4.  The Holy Spirit is capable of relationships.  In John 16:13, Jesus uses the verbs hearing, speaking, guiding and declaring which are all relational.  John 14:17 says "you know him."  The Holy Spirit can be known, not just intellectually, but personnally and relationally.  Interestingly, Jesus does not call the Holy Spirit "it" but "he," a personal pronoun, and describes Him as "another Helper."  In Greek, the word means "another of the same kind."  In Acts, Ananias and Sapphira lie to the Holy Spirit (Acts 5:3-4).  You cannot lie to an impersonal force, but only to a person.

On a final note, some might say that the Spirit of the Lord is just an extension of Yahweh or another way to refer to His action in the world, like "the arm of the Lord" or "the voice of the Lord."  Is the Holy Spirit distinct from the Father?  Jesus said that He and the Father would send the Holy Spirit to the disciples (John 14:16; 14:25, 16:7).  Can God send Himself?  In Hebrews 3:7, the author writes "as the Holy Spirit says, 'Oh, that today you would listen as he speaks!'"  In context, the "he" is God the Father.  If the Spirit was the Father, how could the Spirit say "listen as he speaks?"  In Romans 8:26-27, Paul teaches that the Holy Spirit intercedes for believers to the Father.  An intercessor is one who comes between two others and pleads the case of one to the other.  Biblically, the Holy Spirit is not an extension or operating mode of God the Father.

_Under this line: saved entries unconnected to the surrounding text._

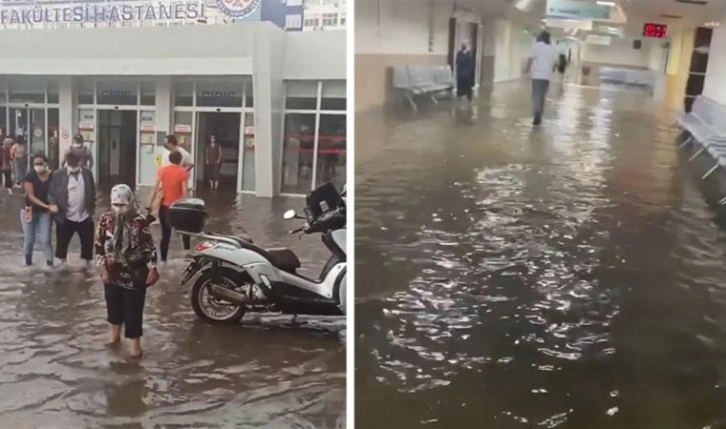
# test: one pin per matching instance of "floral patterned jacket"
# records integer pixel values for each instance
(141, 248)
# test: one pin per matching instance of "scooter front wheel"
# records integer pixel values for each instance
(210, 308)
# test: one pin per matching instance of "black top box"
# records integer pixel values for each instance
(323, 199)
(189, 215)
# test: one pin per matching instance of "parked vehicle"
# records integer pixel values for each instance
(237, 276)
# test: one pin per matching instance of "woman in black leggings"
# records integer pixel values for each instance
(6, 164)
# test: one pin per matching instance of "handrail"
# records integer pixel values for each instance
(211, 237)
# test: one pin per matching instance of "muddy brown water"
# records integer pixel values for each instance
(268, 372)
(571, 276)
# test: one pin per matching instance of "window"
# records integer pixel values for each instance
(148, 94)
(331, 150)
(53, 92)
(313, 156)
(333, 95)
(249, 93)
(330, 19)
(312, 22)
(293, 21)
(297, 156)
(301, 95)
(27, 91)
(248, 165)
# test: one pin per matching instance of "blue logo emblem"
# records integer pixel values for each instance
(237, 8)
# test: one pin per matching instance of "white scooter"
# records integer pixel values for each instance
(237, 276)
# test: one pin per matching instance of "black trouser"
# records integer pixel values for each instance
(64, 233)
(8, 178)
(126, 307)
(166, 233)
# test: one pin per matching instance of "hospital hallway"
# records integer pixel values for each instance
(507, 276)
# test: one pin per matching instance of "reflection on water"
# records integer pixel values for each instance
(563, 277)
(56, 372)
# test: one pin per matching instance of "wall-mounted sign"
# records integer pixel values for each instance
(572, 9)
(220, 94)
(657, 31)
(594, 39)
(182, 128)
(31, 12)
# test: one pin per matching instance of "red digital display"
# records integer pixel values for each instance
(658, 31)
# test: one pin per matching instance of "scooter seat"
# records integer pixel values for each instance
(284, 259)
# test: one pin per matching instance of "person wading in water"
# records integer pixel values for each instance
(126, 256)
(541, 65)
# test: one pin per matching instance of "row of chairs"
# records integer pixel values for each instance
(706, 126)
(414, 81)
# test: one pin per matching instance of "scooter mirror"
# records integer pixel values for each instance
(290, 214)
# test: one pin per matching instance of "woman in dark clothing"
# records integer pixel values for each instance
(465, 69)
(35, 217)
(127, 259)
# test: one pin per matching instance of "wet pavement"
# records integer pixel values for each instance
(570, 276)
(55, 371)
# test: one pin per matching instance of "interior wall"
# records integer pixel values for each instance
(512, 47)
(620, 52)
(390, 34)
(715, 84)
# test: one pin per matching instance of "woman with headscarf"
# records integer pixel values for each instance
(127, 260)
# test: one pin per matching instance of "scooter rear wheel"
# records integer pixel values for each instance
(205, 305)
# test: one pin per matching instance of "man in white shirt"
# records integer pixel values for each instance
(541, 65)
(72, 190)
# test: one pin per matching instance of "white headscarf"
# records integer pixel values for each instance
(122, 194)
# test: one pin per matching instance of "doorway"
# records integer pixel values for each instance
(225, 126)
(117, 143)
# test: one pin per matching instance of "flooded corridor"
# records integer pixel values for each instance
(56, 372)
(569, 276)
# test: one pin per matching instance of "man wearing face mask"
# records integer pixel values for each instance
(73, 190)
(83, 153)
(465, 70)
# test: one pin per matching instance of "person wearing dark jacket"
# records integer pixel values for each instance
(73, 190)
(465, 70)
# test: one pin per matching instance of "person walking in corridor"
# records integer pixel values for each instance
(73, 190)
(6, 164)
(465, 70)
(35, 217)
(213, 161)
(541, 66)
(126, 256)
(172, 182)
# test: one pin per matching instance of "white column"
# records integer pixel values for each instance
(268, 84)
(67, 113)
(163, 111)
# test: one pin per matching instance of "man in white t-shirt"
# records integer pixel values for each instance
(541, 65)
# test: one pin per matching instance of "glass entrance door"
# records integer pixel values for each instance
(27, 126)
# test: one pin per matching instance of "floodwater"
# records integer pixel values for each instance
(55, 371)
(571, 276)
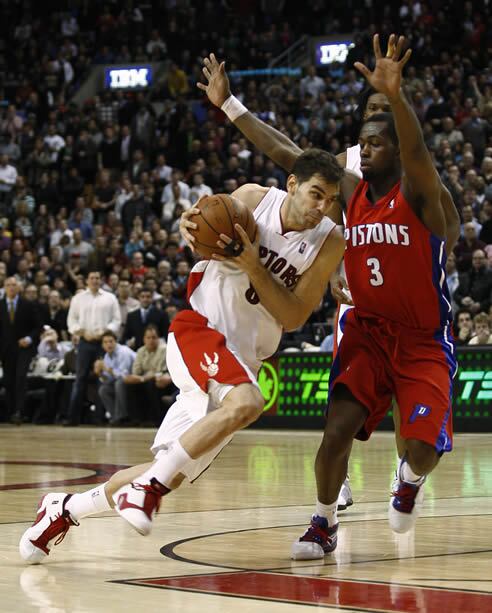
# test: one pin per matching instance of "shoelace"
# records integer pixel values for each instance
(149, 489)
(315, 533)
(406, 493)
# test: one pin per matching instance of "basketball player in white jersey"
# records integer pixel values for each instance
(284, 152)
(239, 308)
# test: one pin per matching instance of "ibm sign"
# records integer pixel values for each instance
(330, 52)
(133, 77)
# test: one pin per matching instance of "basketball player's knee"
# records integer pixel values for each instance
(421, 456)
(243, 408)
(336, 439)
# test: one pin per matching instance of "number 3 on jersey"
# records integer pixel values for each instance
(377, 277)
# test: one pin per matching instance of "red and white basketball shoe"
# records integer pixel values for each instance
(52, 522)
(318, 540)
(138, 502)
(406, 502)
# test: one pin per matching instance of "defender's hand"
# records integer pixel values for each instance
(185, 225)
(338, 285)
(248, 258)
(387, 75)
(217, 87)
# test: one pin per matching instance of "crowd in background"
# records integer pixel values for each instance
(101, 186)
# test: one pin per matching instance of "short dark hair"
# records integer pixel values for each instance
(109, 333)
(151, 328)
(317, 162)
(388, 119)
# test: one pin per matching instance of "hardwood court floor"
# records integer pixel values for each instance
(222, 545)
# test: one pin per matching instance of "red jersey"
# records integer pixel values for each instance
(395, 266)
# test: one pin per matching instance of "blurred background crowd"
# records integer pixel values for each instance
(101, 185)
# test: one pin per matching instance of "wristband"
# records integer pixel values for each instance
(233, 108)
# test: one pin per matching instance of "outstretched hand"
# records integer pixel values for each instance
(217, 87)
(387, 75)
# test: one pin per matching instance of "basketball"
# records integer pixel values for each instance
(219, 214)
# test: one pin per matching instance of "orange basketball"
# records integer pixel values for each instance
(219, 214)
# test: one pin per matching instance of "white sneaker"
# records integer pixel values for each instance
(137, 503)
(405, 503)
(52, 522)
(345, 496)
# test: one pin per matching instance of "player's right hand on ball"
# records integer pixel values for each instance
(217, 87)
(185, 225)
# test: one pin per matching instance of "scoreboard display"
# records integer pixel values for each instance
(295, 388)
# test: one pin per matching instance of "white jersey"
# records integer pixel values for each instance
(353, 160)
(224, 295)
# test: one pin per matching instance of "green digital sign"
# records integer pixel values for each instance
(296, 385)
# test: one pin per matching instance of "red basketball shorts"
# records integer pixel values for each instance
(378, 359)
(197, 355)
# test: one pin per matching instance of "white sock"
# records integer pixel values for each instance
(329, 511)
(88, 503)
(167, 466)
(407, 474)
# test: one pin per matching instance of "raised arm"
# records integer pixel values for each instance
(452, 218)
(420, 183)
(267, 139)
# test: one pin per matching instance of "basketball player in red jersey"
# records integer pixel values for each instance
(397, 341)
(284, 152)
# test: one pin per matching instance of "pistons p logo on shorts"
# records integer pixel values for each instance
(420, 410)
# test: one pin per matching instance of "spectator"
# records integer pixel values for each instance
(54, 142)
(138, 319)
(149, 377)
(91, 312)
(57, 315)
(79, 248)
(199, 189)
(466, 246)
(126, 303)
(452, 278)
(138, 270)
(19, 332)
(481, 328)
(49, 347)
(8, 177)
(112, 370)
(464, 325)
(311, 84)
(475, 286)
(162, 172)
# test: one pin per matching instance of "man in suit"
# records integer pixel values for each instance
(138, 319)
(19, 332)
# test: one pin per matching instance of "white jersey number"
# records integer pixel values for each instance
(377, 277)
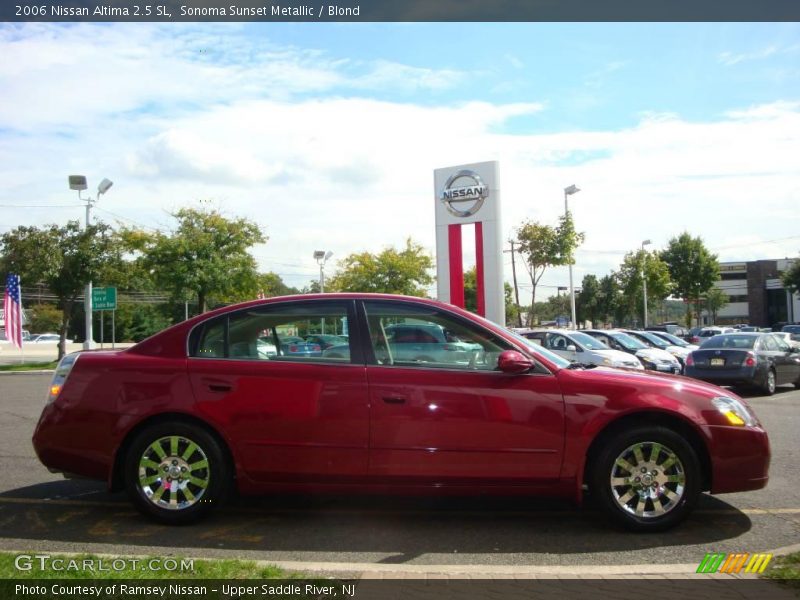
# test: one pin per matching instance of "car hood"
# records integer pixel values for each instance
(615, 355)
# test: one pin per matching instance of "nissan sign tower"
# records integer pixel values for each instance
(470, 194)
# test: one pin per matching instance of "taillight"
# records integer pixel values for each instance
(60, 376)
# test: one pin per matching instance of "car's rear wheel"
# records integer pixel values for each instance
(647, 479)
(176, 472)
(769, 383)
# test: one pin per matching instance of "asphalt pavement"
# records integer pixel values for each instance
(42, 511)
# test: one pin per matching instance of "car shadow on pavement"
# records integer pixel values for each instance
(82, 512)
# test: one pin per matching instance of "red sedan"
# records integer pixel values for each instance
(181, 418)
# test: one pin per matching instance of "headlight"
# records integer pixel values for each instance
(734, 411)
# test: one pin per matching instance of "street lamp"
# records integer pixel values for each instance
(78, 183)
(321, 256)
(568, 191)
(644, 279)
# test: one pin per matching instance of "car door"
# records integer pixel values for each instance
(456, 420)
(290, 415)
(787, 363)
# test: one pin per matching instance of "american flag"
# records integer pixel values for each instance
(12, 310)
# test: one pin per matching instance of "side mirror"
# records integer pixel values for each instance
(513, 362)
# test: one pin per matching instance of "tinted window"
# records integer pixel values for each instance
(418, 335)
(769, 343)
(653, 339)
(627, 341)
(588, 341)
(730, 340)
(783, 345)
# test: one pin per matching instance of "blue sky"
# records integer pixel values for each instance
(327, 134)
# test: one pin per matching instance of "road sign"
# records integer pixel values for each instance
(104, 299)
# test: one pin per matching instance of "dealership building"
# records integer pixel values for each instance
(756, 294)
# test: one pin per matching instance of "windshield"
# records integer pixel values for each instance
(676, 341)
(588, 341)
(538, 350)
(627, 341)
(730, 340)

So, does the Holy Spirit dwell in believers?  Clearly, as Jesus taught about the Spirit, "you know him, for he dwells with you and will be in you" (John 14:17).  I have demonstrated above that the Holy Spirit is personal, or in theological terms, "a person."  Therefore, the Person of the Holy Spirit can dwell in someone.

I will deal with the Deity of the Holy Spirit, the Deity of Christ and the doctrine of the Trinity in other posts.  Please keep comments on the topic of the personhood of the Holy Spirit or the arguments I made above.  God bless you as you seek to grow in the knowledge of His Glory and Grace!